Smallpox Vaccine Contraindicated in High-Risk Populations

April 10, 2005
Internal Medicine World Report, April 2005,

Smallpox Vaccine Contraindicated in High-Risk Populations

By Rebekah McCallister

With the numbers of immunocompromised persons in the United States continuously increasing and with the increasing threat of bioterrorism, the Joint Task Force on Smallpox Vaccination for Allergists has issued a new report warning physicians that a large segment of the population should not be administered the live-virus smallpox vaccination under nonemergency conditions. Such patients include those taking high-dose corticosteroids, those with atopic dermatitis, and anyone with a compromised immune system, regardless of cause. The report was a combined effort by the American Academy of Asthma, Allergy and Immunology and the American College of Asthma, Allergy, and Immunology (Ann Allergy Asthma Immunol. 2005;94:4-7).

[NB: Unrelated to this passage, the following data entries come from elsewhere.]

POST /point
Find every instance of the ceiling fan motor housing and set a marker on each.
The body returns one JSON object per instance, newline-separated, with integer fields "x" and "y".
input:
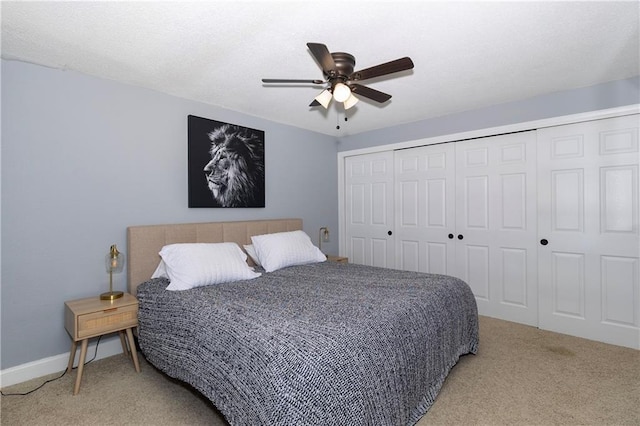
{"x": 345, "y": 64}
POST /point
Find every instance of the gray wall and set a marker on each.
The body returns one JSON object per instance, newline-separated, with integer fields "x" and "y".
{"x": 83, "y": 158}
{"x": 603, "y": 96}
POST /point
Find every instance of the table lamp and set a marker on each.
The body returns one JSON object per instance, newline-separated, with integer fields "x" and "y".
{"x": 114, "y": 263}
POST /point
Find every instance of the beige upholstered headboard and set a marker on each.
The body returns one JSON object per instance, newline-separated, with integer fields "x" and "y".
{"x": 144, "y": 242}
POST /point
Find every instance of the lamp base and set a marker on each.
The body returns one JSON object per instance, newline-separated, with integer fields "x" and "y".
{"x": 111, "y": 295}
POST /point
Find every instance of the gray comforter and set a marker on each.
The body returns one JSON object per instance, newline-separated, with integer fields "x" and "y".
{"x": 320, "y": 344}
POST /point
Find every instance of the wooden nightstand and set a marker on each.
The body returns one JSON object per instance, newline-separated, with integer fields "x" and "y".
{"x": 92, "y": 317}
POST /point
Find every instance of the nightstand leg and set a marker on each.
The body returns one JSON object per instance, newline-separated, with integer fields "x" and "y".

Today’s vaccine smallpox vaccine (Dryvax) contains live vaccinia (not variola) virus, which carries important differences from the original vaccine that wiped out natural smallpox from the planet by 1980, noted Charles J. Hackett, PhD, Daniel Rotrosen, MD, and Marshall Plaut, MD, from the National Institutes of Health in an accompanying editorial (pages 1-3).

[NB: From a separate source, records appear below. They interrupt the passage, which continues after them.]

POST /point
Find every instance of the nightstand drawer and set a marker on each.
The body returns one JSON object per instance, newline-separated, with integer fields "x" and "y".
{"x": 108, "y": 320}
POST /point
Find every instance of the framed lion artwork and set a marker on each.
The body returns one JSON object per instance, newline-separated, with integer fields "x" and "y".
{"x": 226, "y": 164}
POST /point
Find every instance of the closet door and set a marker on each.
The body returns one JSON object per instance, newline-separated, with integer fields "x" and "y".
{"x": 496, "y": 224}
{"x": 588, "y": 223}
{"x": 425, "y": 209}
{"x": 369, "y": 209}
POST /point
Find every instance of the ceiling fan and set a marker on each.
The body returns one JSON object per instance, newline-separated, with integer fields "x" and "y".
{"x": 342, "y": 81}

They point out that many more Americans are now at risk for acquiring the virus from receiving the vaccine itself or having contact with a vaccine recipient than was the case in 1978, when the vaccine was last widely distributed.

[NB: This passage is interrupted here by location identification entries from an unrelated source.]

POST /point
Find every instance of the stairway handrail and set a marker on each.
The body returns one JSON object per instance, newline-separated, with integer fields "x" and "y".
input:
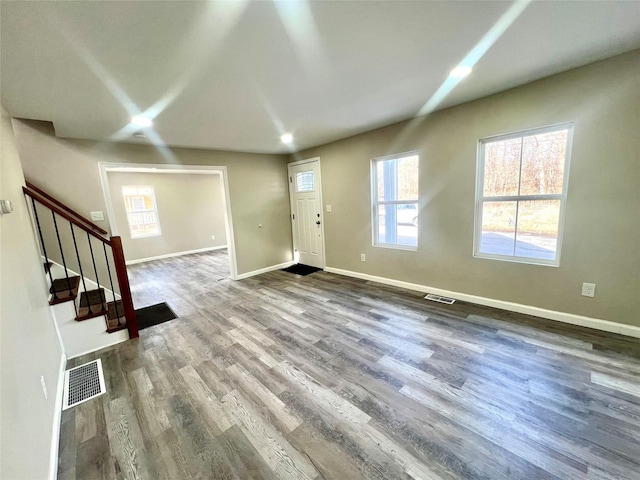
{"x": 63, "y": 213}
{"x": 115, "y": 243}
{"x": 84, "y": 220}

Immunocompromised persons include nearly 1 million patients with HIV/AIDS, >150,000 transplant recipients, who are taking immunosuppressive drugs, and an increasing number of patients with autoimmune diseases who are being treated with immunosuppressive or anti-inflammatory drugs. The vaccine is therefore contraindicated in these populations, as well as in patients with a history of or active eczema or atopic dermatitis.

“Patients with atopic dermatitis are at a greater risk of inadvertently contracting vaccinia infection, resulting in eczema vaccinatum, and also of spreading the virus than are persons with healthy skin. Infection may occur in patients with active or quiescent atopic dermatitis,” states the Joint Task Force. “Since one of the primary immunologic protective mechanisms to the virus is T-cell—mediated immunity, patients with this comprised immune response may be more susceptible to smallpox vaccine complications.”

New vaccines in development may help eradicate some of the complications related to the current vaccine, Drs Hackett, Rotrosen, and Marshall point out. Specifically, a next-generation live vaccinia virus grown in Vero cells under serum-free, sterile conditions have been produced. This differs substantially from Dryvax, which is produced in calf lymph and contains antibiotics and potentially bacteria, they note. Approval for the new vaccine is pending.

In the event of an emergency, such as a bioterrorism attack, these warnings will be viewed in a different light, the report suggests. “In the event of a terrorism attack or exposure, the risk of having serious vaccination complications must be weighted against the risk of experiencing a potentially fatal smallpox vaccination.”